Projects generally fail because they have not properly been mapped out, with a clear end in mind.

As project based teachers and leaders, we need to start the planning process with a clear vision of what students will produce at the end. This final product or “deliverable” as the Buck Institute for Education calls it, is what guides us to envision the appropriate content, experiences, and activities students will need to get there.

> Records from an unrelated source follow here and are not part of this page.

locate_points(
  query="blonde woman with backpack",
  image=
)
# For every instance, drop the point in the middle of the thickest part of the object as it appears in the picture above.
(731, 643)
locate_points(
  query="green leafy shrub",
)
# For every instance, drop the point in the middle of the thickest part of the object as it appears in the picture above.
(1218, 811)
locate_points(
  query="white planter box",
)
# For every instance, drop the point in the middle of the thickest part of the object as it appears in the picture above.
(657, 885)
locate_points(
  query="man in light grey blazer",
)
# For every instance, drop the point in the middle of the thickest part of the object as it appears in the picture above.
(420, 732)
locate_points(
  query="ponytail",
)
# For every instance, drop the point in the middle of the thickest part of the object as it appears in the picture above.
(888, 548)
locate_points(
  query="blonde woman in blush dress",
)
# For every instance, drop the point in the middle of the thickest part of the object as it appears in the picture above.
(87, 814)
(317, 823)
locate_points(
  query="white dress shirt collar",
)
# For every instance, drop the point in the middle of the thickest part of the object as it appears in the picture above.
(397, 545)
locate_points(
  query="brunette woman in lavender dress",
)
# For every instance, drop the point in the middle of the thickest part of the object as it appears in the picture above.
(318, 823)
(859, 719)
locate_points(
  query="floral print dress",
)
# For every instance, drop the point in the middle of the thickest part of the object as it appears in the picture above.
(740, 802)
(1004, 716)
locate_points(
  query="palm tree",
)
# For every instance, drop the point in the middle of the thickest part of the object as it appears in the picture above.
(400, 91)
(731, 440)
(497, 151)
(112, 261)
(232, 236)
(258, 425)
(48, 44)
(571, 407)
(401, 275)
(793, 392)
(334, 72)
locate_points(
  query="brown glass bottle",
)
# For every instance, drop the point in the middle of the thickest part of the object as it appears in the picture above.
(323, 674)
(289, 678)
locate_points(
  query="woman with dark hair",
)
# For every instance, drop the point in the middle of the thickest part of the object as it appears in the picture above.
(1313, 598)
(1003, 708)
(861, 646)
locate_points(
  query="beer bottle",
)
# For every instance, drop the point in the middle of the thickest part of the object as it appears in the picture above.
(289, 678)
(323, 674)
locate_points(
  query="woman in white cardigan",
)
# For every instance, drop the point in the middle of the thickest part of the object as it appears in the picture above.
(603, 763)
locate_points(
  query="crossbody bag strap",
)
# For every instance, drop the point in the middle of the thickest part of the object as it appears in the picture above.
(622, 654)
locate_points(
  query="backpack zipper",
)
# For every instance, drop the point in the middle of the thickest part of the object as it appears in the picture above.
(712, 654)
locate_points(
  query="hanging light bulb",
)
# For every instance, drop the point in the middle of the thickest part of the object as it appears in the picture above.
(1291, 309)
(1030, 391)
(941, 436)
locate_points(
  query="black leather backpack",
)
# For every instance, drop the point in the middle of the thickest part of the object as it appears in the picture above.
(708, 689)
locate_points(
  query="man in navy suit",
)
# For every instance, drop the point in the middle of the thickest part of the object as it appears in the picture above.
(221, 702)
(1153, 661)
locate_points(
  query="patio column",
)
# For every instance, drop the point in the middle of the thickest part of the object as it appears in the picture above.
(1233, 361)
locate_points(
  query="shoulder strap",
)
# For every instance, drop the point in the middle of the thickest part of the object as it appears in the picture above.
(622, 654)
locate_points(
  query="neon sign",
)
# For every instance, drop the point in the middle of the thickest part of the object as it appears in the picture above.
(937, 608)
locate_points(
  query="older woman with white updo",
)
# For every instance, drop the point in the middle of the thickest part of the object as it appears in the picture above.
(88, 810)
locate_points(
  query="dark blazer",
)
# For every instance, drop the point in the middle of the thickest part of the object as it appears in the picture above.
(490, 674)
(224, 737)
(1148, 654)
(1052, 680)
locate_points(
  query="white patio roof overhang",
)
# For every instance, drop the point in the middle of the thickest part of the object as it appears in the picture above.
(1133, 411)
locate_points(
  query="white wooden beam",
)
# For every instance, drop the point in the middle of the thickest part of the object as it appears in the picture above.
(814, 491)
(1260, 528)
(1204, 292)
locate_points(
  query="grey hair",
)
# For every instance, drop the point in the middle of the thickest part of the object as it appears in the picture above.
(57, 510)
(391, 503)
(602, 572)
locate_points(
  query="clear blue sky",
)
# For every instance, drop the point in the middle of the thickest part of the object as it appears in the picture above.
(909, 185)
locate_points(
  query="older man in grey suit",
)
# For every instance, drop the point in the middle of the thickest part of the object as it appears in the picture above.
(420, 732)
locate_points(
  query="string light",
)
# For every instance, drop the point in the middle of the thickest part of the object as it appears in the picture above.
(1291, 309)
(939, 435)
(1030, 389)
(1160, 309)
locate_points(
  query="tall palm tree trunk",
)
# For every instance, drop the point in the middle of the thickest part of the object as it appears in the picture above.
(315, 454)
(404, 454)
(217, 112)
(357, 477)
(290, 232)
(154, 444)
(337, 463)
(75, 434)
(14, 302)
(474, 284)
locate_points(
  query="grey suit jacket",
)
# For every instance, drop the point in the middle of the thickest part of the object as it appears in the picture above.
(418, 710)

Here is a video that demonstrates this concept:


Starting with the end in mind has more advantages than simply ensuring a final product. It also ensures the outcomes we know are associated with good learning: Greater student engagement, deeper learning, and acquisition of key skills. The following are research based advantages of starting with the end in mind:

Advantage #1: Greater Student Engagement

The concept is simple. Tell students that they will produce something they themselves thought up, and they will be engaged from start to finish. This concept alone will ensure that there is a goal for the learning and that you can keep students focused even when the project experiences a lull. Giving students a fixed, guaranteed outcome will ensure that they always have something to work towards. I recommend finding models of the kind of work you are asking students to produce. If none exist, create them yourself.

Advantage #2: Easier to Plan

How many of you are overwhelmed with the concept of project planning? There are so many moving parts, unexpected twists and turns, and pieces to fit together. This is all true. But I guarantee your planning will be infinitely easier if you know what students will produce at the end. Beginning with the end in mind will allow you to plan those parts of the project that have been traditionally left to chance. You will be able to design key experiences and understandings students will need to be successful in that final product.


Advantage #3: Easier to Assess

By identifying the key knowledge and skills students will need to be successful in the project, you will be able to more easily design your assessments. Assessments won’t be driven by the random assortment of standards and skills laid out by your curriculum, but by the clear sequence of events laid out by your project. You can list these standards and skills at the beginning of the project as the things students “need to know” to be successful in the final outcome.

Advantage #4: Provides for Deeper Learning

We all know that retention increases when students are able to transfer and apply content and skills in meaningful and authentic ways. By foreshadowing for students a clear outcome, you will ensure they learn content and skills on a deeper level. In the case of my earlier project, had I told students that they would be responsible for creating a scaled model for their civilization that ensures happiness and prosperity for all its citizens, they would be required to understand the characteristics of civilization on a deeper level. We would be able to focus our efforts on understanding how ancient civilizations have negotiated economic, political, geographic and cultural systems in order to achieve this result.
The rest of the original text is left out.